Slade se retrouva seul. Il souriait. Cette incident précipité lui avait appris quelque chose de positif : son véhicule n'était pas loin.
Le lendemain matin , il fut réveillé par la porte qui s'ouvrait à l'aube, comme d'habitude. Mais ce n'était pas la vieille femme qui lui apportait son petit déjeuner, c'était une fillette d'environ douze ans. Slade la regarda d'un air intrigué, car son visage lui sembla familier, pendant un court instant. Il avait cru reconnaître la fillette de la photo, celle de son rêve étrange dans le planeur. Mais ce n'était pas elle. La jeune fille qui se tenait devant lui était encore plus belle, et, comble du bonheur, elle lui adressa la parole en pénétrant dans la pièce :
" Bonjour. Je m'appelle Alicia."




Alicia était un ange, un cadeau divin, Slade en était sûr. Ses journées passaient maintenant dans l'attente impatiente des trois visites qu'elle lui rendait par jour. Elle était très bavarde, et il sut bientôt tout de sa vie. L'histoire était courte, car Alicia était amnésique. Les Guerriers Rouges l'avaient découverte un an plus tôt dans la montagne. Elle était inanimée et n'avait rien sur elle qui permette de l'identifier. Tout ce qui s'était passé, avant cet instant, avait totalement disparu de sa mémoire, même son nom. C'était un des guerriers qui l'avait appelé Alicia. Elle ne savait pas pourquoi, mais il était très gentil avec elle et la traitait comme sa propre fille. C'était grâce à lui qu'elle vivait heureuse dans le camp, car, comme elle le fit comprendre à Slade avec ses mots d'adolescente, les autres guerriers étaient loin d'avoir sur elle des regards paternels.

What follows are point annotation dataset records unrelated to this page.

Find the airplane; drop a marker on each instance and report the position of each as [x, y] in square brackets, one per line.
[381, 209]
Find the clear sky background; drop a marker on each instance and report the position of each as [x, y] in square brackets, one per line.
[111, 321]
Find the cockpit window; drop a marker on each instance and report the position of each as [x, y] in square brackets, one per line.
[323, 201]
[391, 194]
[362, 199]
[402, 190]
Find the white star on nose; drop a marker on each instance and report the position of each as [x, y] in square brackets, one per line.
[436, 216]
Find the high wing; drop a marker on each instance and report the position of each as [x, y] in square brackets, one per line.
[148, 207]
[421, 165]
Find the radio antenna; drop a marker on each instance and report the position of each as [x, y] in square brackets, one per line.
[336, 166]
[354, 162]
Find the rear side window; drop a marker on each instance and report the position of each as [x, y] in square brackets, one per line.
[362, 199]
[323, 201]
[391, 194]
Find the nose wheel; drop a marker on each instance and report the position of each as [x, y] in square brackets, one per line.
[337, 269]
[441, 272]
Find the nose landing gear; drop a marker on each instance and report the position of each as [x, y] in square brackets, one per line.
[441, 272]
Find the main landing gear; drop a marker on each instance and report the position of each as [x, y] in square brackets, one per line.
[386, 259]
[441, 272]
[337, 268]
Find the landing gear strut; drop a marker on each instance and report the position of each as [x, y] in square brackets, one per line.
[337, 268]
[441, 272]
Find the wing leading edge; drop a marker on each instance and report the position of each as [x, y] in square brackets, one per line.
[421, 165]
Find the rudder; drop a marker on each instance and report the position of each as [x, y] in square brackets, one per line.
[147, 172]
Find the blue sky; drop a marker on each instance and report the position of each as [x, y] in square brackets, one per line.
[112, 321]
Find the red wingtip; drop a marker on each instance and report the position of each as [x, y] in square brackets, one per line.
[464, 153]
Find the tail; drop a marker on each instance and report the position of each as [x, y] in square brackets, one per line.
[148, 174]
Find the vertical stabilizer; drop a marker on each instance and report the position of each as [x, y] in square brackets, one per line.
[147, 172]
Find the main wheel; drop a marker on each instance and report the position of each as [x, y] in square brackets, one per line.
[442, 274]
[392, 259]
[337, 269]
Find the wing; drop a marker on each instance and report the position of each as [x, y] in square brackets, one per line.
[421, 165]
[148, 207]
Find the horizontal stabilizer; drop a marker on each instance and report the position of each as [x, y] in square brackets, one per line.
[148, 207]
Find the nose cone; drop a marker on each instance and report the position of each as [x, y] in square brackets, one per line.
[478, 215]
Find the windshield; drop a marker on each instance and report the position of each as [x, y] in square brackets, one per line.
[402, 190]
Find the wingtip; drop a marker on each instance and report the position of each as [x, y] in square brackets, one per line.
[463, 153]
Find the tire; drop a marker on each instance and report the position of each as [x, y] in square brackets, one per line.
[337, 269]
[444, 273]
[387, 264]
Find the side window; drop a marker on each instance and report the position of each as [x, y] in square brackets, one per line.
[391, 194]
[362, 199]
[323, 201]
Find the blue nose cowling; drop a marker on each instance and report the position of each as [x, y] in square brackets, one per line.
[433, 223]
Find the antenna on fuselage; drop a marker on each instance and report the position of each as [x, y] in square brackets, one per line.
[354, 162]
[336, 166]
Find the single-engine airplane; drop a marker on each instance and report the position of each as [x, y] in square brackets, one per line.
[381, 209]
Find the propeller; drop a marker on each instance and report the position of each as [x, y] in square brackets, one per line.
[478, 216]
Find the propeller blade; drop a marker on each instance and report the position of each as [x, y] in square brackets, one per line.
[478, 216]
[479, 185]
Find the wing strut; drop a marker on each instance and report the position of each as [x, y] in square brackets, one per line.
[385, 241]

Alicia était très belle, grande et mince, avec de longs cheveux noirs et une peau satinée. Slade en arriva très vite à l'aimer, lui aussi, d'un amour paternel. Il lui arrivait bien parfois de ressentir des pulsions de désir, lorsque, par exemple, un pan de sa tunique glissait en révélant la beauté de son corps de jeune fille, mais son regard innocent de fillette coupait court à ces fantasmes avant qu'ils prennent forme. Elle semblait très intelligente et, à cause de son amnésie, était avide de tout connaître. Elle réussit un jour à laisser une cuillère dans la cellule, ainsi qu'une écuelle qu'elle remplissait à chacune de ses visites. Ils eurent dès lors la possibilité de parler tout à loisir, pendant que le gardien pensait qu'elle était occupée à nourrir le prisonnier. Slade mangeait lorsqu'elle s'en allait : la bouillie était aussi mauvaise froide que chaude. Il éprouvait un plaisir immense à répondre à l'adolescente. Il lui parlait longuement de la civilisation et de tous les plaisirs qu'elle offrait, et Alicia n'eût bientôt plus qu'un seul désir : s'enfuir avec lui pour voir toutes ces merveilles.

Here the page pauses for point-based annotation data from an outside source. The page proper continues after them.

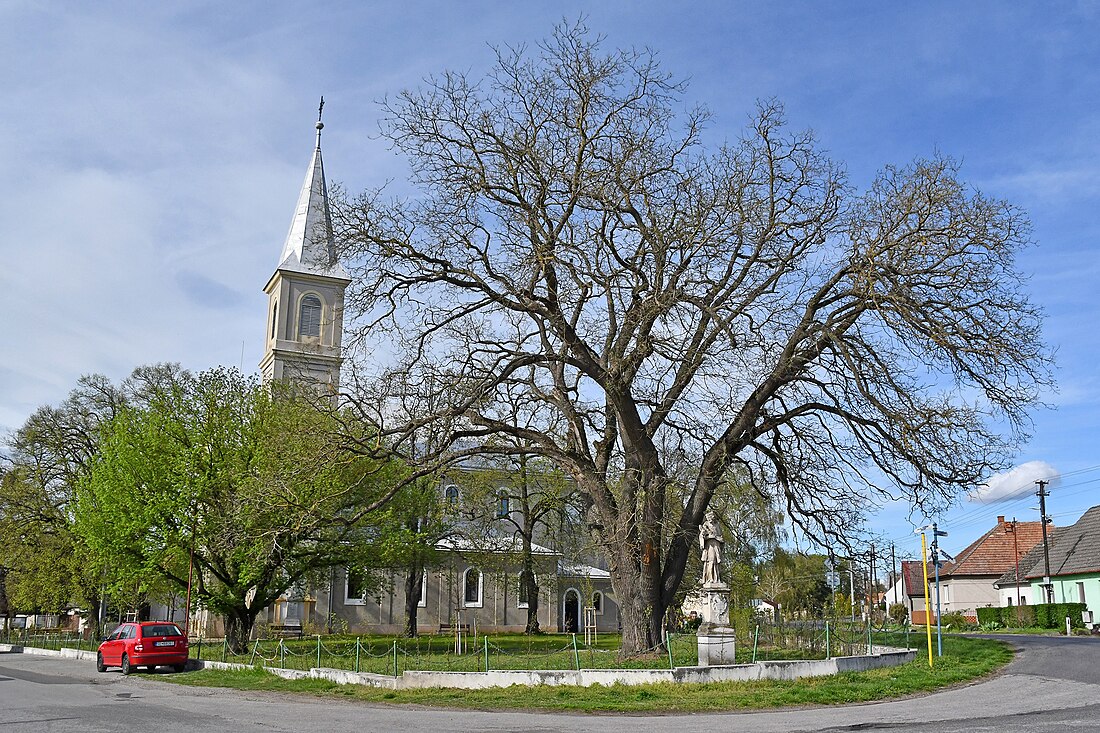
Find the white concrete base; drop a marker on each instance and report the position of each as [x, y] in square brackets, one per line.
[793, 669]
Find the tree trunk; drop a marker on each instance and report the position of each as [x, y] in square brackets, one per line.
[414, 582]
[641, 609]
[239, 623]
[531, 588]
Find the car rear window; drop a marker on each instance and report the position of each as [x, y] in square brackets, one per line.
[162, 630]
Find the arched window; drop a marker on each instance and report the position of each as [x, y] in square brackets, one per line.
[472, 588]
[523, 598]
[309, 317]
[451, 493]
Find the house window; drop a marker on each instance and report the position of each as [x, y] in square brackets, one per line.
[524, 600]
[309, 317]
[355, 587]
[472, 588]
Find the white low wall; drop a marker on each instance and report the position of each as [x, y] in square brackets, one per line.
[783, 670]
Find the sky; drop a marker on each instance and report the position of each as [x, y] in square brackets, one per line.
[151, 156]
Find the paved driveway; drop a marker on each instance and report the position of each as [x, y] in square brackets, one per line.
[1054, 685]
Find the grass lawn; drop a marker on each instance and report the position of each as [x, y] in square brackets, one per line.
[964, 659]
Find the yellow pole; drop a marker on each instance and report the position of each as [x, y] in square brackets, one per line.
[927, 610]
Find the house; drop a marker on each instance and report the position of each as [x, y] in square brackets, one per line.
[1015, 589]
[908, 589]
[1075, 565]
[966, 583]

Elle lui apporta un plan du camp, qu'elle avait griffonné. Slade lui demanda ce que représentait les petits ronds noirs qu'elle avait mis un peu partout, et, quand elle lui expliqua que c'était les endroits où des guerriers se tenaient en faction, nuit et jour, pour garder le camp, il réalisa qu'une sortie en force et sans armes était impossible. Il leur fallait une complicité extérieure. Slade suggéra à Alicia d'essayer de convaincre Josh, son père adoptif. Elle lui avait expliqué qu'il n'était pas aussi fanatique que les autres guerriers : il avait été entraîné ici un peu contre son gré, car tous les hommes de son village avaient rejoint les révolutionnaires. Malheureusement, lorsque Alicia effleura devant lui la possibilité d'aider le prisonnier à s'évader, il entra dans une colère folle. Elle eut alors la présence d'esprit d'éclater de rire, comme si elle venait de faire une bonne plaisanterie, car elle ne voulait pas que Josh dénonce le projet de Slade aux autres. Il la regarda d'abord d'un air bizarre puis éclata aussi de rire, ce qui la rassura.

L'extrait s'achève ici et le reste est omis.